A: If $f:X\to Y$ and you have an ultrafilter $G$ on $X$, then it induces an ultrafilter $U$ on $Y$ by defining $A\in U\iff f^{-1}A\in G$. The ultrafilter $U$ is said to be Rudin-Kiesler below $G$, and this ordering on ultrafilters is intensely studied in large cardinal set theory. It follows that $f[G]\subset U$, and so this may be the answer you seek. 
But in general, I am not sure what you mean by the image filter, when your maps go in that direction. Perhaps there is a typo? 
Perhaps you meant to ask the following question: you have a map $f:X\to Y$ and a filter $F$ on $X$ (not $Y$), and the image $f[F]\subset G$ for some ultrafilter $G$ on $Y$. The question is whether there is an ultrafilter $U$ on $X$ with $f[U]\subset G$. 
In this case, let $U$ be any ultrafilter containing $F$ and all $f^{-1}A$ for $A\in G$. There is such an ultrafilter (as Kevin also explains in his answer) since if $B\in F$ and $A\in G$, then $f[B]\cap A\in G$ and so $B\cap f^{-1}A$ is nonempty (and so the collection forms a filter base).
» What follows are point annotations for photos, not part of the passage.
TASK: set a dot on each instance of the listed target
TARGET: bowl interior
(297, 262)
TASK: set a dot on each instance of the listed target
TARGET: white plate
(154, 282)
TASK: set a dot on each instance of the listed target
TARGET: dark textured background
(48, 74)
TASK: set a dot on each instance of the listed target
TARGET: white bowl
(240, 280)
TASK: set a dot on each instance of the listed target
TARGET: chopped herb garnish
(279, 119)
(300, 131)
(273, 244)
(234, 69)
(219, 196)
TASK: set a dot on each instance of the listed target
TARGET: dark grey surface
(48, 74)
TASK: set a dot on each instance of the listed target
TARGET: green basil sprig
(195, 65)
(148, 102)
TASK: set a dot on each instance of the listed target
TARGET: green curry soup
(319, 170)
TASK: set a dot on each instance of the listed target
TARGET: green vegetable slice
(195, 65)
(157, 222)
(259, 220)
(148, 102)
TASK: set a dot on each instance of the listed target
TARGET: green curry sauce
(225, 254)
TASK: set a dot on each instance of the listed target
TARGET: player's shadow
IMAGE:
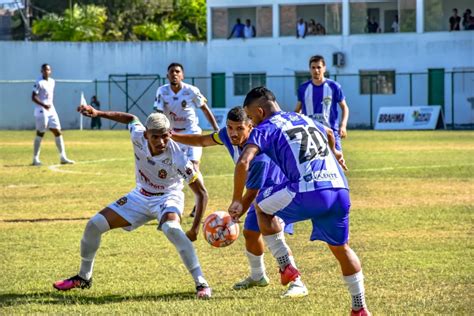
(68, 298)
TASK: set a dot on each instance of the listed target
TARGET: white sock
(60, 145)
(178, 238)
(355, 284)
(257, 266)
(90, 243)
(280, 250)
(37, 147)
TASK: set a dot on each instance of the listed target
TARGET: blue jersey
(320, 102)
(262, 173)
(299, 146)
For any such $U$, we have $f[U]\subset G$. If $f$ is onto $Y$, then we get actually $f[U]=G$. 
Note, if $f$ is not onto $Y$, then there is no possiblity that $f[U]=G$, if this should mean $G$ consists precisely of $f[A]$ for $A\in U$, since all such $f[A]$ are subsets of the range of $f$. (So in this technical sense, the answer to your question is negative.) But on the positive side, $G$ is the image of $U$ in the sense that it is the filter gnerated by the sets in $f[U]$. 
A: Yes you certainly can: let the ultrafilter H be the set of all sets V in Y such that the inverse image of the V's is inside the ultrafilter G on X. Then the inverse image of H is G. It should be that unless I misunderstood your question.